Animal experimental procedures were conducted with regulatory approval and ethics committee approvals in the UK, Germany and Japan.

We processed brains immunocytochemically to detect cells expressing vasopressin, GFP, calbindin-D28k, calretinin, GABA, glutamate and V1a and V1b receptors, and by in situ hybridization to detect vasopressin mRNA and eGFP mRNA. Eleven eGFP rats were stereotaxically microinjected with the retrograde tracer Fluorogold at various sites to detect cells projecting from the olfactory bulb. Vasopressin content and potassium-stimulated release from olfactory bulb explants was measured by radioimmune assay.
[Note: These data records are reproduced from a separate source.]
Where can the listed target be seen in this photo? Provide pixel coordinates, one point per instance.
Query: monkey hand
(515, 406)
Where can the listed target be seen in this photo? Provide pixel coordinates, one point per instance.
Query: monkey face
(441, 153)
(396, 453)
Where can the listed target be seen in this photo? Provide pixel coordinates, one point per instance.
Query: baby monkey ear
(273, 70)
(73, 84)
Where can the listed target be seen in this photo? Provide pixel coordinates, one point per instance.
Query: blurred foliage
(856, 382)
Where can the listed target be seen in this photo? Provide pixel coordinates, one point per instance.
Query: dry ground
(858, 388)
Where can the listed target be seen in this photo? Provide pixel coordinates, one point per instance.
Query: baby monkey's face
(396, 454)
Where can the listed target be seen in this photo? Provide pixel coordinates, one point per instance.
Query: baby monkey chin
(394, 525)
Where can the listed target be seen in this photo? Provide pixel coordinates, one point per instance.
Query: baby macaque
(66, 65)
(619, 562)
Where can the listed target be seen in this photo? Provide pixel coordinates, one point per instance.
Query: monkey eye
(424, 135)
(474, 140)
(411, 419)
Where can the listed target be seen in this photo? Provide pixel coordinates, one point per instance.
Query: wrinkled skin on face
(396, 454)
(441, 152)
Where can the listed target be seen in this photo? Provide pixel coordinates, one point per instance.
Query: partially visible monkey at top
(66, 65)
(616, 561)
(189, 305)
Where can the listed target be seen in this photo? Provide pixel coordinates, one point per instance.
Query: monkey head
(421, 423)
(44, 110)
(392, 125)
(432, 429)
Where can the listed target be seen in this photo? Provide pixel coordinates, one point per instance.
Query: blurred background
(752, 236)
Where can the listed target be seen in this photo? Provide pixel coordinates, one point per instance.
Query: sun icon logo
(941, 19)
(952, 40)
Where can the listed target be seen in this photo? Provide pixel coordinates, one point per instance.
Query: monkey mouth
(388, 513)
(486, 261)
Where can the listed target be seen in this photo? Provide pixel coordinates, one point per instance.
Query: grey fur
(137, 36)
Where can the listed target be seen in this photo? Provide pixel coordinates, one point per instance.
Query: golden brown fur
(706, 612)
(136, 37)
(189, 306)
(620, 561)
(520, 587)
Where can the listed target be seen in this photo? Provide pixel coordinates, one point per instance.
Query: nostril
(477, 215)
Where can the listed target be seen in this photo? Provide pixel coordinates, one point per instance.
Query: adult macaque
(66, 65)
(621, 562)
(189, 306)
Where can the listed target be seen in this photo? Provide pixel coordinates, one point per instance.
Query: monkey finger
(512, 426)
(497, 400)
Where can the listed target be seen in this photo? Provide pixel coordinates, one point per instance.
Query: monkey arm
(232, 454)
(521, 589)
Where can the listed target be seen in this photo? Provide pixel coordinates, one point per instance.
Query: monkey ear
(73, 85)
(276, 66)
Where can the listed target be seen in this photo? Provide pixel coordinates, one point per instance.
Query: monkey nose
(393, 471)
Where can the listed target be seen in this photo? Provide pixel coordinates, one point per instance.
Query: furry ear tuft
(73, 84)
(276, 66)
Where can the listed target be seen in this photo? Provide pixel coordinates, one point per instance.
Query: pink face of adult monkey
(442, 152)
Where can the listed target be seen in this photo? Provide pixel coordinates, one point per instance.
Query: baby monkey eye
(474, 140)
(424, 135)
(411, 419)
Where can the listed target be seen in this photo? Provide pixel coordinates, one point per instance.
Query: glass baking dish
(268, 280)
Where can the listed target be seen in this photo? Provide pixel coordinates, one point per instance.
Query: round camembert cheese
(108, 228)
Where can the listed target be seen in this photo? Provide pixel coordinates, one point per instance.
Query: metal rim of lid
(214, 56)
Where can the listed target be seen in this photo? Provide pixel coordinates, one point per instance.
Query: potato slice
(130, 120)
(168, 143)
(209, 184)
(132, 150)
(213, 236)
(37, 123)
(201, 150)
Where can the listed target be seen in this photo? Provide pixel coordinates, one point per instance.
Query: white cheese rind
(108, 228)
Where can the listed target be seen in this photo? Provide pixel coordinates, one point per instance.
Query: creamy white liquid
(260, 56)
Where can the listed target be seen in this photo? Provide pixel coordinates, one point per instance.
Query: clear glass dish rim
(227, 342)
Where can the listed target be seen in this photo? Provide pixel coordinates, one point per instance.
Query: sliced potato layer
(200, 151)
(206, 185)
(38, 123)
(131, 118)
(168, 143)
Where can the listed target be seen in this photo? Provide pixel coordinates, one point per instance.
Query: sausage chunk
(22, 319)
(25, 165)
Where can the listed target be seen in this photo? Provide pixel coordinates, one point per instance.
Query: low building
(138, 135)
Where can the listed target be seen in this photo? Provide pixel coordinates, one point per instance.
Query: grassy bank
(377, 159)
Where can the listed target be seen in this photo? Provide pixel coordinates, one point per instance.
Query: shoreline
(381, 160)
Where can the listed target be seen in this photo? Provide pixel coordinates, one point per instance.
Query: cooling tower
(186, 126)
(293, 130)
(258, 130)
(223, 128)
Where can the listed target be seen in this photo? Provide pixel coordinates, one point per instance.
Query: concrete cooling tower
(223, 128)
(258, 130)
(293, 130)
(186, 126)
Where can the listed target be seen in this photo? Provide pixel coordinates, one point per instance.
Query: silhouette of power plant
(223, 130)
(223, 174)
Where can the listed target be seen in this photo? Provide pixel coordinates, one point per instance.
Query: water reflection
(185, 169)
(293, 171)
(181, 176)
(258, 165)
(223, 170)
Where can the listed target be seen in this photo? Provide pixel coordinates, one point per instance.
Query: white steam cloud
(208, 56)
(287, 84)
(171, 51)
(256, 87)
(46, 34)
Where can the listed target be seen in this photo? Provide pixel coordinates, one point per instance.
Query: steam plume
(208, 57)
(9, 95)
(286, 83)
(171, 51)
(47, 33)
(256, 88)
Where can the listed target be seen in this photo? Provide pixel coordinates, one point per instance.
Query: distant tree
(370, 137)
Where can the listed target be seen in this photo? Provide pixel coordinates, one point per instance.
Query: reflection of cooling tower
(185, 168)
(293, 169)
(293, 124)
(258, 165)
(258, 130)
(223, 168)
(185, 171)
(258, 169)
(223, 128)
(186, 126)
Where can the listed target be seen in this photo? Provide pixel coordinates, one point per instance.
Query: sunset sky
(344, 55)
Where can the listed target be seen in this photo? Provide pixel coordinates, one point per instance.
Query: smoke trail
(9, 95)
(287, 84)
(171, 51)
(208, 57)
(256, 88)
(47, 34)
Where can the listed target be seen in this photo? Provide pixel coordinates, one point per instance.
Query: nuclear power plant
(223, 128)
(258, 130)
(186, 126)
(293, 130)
To test effects on social discrimination, we bilaterally infused the V1 receptor antagonist or vehicle into the olfactory bulbs of adult rats¹⁵. A juvenile was introduced into the adult’s cage for 4 min and the duration of investigation by the adult was recorded; either 30 or 180 min later, the juvenile was reintroduced with another unfamiliar juvenile and the preference index ((time investigating unfamiliar juvenile)/(time investigating familiar juvenile + time investigating unfamiliar juvenile) × 100) was measured¹⁷. Olfactory habituation and dishabituation²⁹ was tested by exposing rats to four 1-min trials separated by 10 min. During a fifth dishabituation trial, the rats were exposed to a novel stimulus. In rats injected with siRNA directed against V1a receptors (or control vectors), behaviours were tested 4, 8 and 16 d after injection.

For conditional ablation of vasopressin neurons, we used transgenic rats with a mutated human heparin-binding epidermal growth factor-like growth factor³⁰ gene (HBEGF) under the control of vasopressin promoter. Diphtheria toxin was microinjected into the olfactory bulb in rats anaesthetized with tribromoethanol.

In urethane-anaesthetized rats, electrical activity of mitral cells was recorded before and after administration of vasopressin or V1 receptor antagonist onto a small exposure of the bulb. Cells were tested with odours applied for 2 s in an air stream directed at the nose. For in vitro electrophysiology, whole-cell current-clamp recordings were made from GFP-expressing cells in 300-μm horizontal olfactory bulb slices.

Full methods accompany this paper.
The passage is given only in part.